Note: Tensorflow object detection is an accurate machine learning API capable of localizing and identifying multiple objects in a single image. You can use the API for multiple use cases like object detection , person recognition, text detection, etc..
Today, we will see together how tensorflow can recognize people. In this post I'll outline the steps I took to get from a collection of Celebrities images (crawled from the internet)
- Data Set Download
- Image Annotation
- Xml to CSV
- TF-Record Creation
- Label Map preparation
- Pipeline Configuration
- Training
- Exporting Graph
You can crawl celebrity pictures from google images if you don't have a ready Data set.
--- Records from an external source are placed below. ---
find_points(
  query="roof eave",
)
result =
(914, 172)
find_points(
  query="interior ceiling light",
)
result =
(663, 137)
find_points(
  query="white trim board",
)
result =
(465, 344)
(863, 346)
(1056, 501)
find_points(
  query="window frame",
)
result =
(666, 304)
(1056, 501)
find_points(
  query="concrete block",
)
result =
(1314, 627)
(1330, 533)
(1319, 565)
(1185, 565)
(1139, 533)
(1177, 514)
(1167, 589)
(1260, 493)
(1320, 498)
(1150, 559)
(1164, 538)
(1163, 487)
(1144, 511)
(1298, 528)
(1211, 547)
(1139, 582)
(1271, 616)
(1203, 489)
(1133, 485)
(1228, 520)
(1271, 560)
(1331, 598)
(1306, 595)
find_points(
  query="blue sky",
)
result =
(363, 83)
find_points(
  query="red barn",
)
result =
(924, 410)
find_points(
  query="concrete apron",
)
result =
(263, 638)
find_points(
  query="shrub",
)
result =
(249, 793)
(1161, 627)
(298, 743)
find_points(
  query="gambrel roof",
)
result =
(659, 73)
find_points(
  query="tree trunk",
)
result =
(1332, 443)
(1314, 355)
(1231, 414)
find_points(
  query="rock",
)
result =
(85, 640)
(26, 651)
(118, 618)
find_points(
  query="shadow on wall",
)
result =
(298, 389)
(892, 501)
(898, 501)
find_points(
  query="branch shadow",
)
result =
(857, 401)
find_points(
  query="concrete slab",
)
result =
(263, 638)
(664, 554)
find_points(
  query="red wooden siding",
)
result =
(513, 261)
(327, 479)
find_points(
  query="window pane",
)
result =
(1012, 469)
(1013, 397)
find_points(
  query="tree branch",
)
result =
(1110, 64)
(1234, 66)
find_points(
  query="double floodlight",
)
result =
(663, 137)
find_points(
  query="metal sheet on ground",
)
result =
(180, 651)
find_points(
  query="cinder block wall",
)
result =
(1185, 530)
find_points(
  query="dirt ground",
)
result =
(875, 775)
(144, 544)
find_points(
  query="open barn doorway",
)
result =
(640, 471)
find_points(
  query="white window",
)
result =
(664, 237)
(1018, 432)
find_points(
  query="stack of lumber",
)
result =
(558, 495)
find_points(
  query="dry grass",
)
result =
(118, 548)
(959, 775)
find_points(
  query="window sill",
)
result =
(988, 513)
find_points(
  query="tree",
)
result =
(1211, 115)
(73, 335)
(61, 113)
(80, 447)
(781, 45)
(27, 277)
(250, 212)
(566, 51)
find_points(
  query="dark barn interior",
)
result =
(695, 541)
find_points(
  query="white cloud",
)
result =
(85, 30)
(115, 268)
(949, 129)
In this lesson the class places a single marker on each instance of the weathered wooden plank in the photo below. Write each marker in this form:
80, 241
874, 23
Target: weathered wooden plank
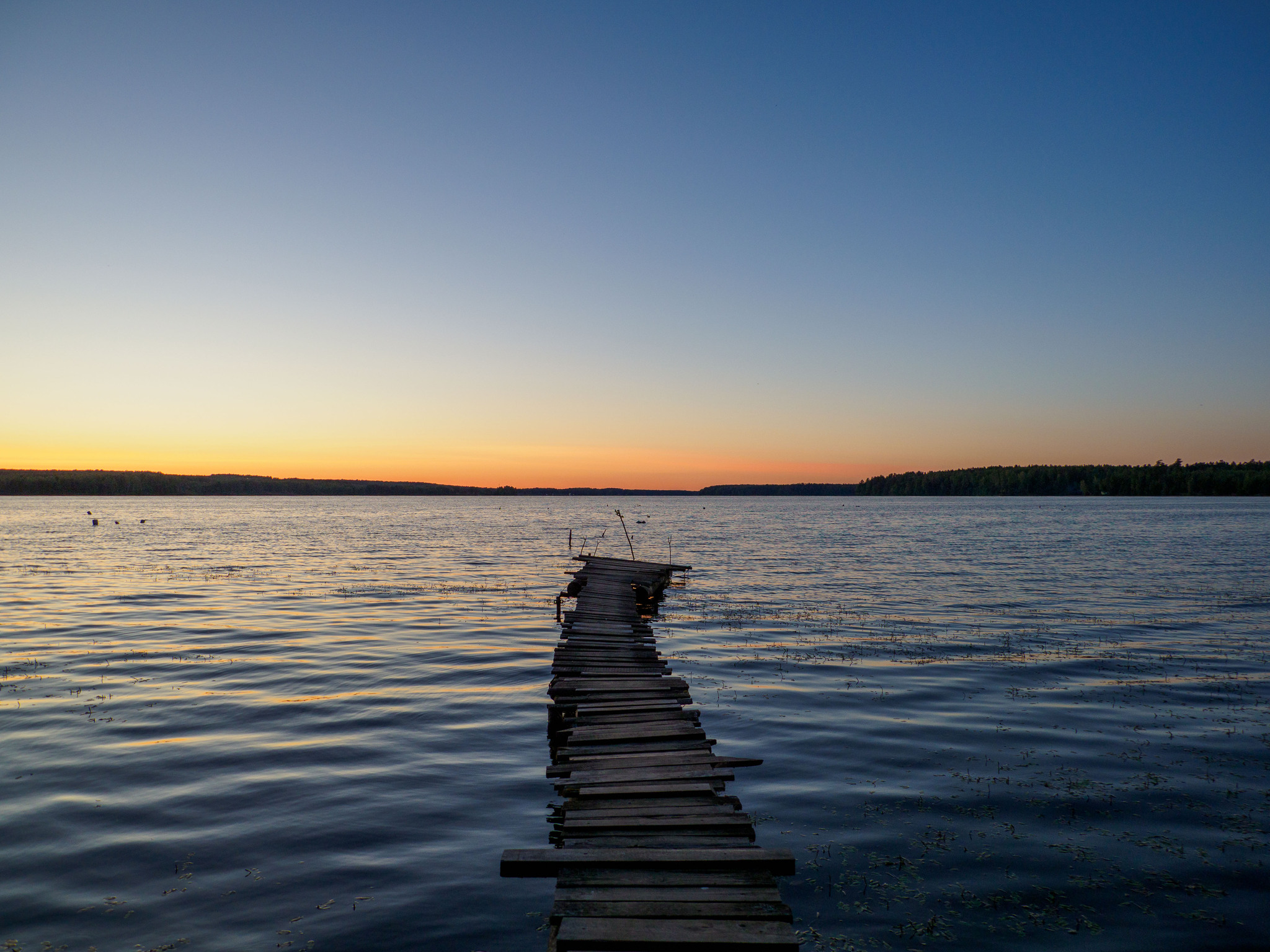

Try to order the data set as bellow:
CelebrityDB/
    TomHanks/
        img001.jpg
        tomhanks.jpg
        ...
    WillSmith/
        willsmith1.jpg
        will-smith-pic.jpg
        ...
    ... 
you can annotate the images using an annotation tool like labelImg. But it will take a lot of time. That's why i created a script to generate xml files(exactly like PASCAL VOC). I used opencv to detect faces but, you can change it with any other tool( i recommend dlib or a neural network face detection model which are much more accurate than opencv).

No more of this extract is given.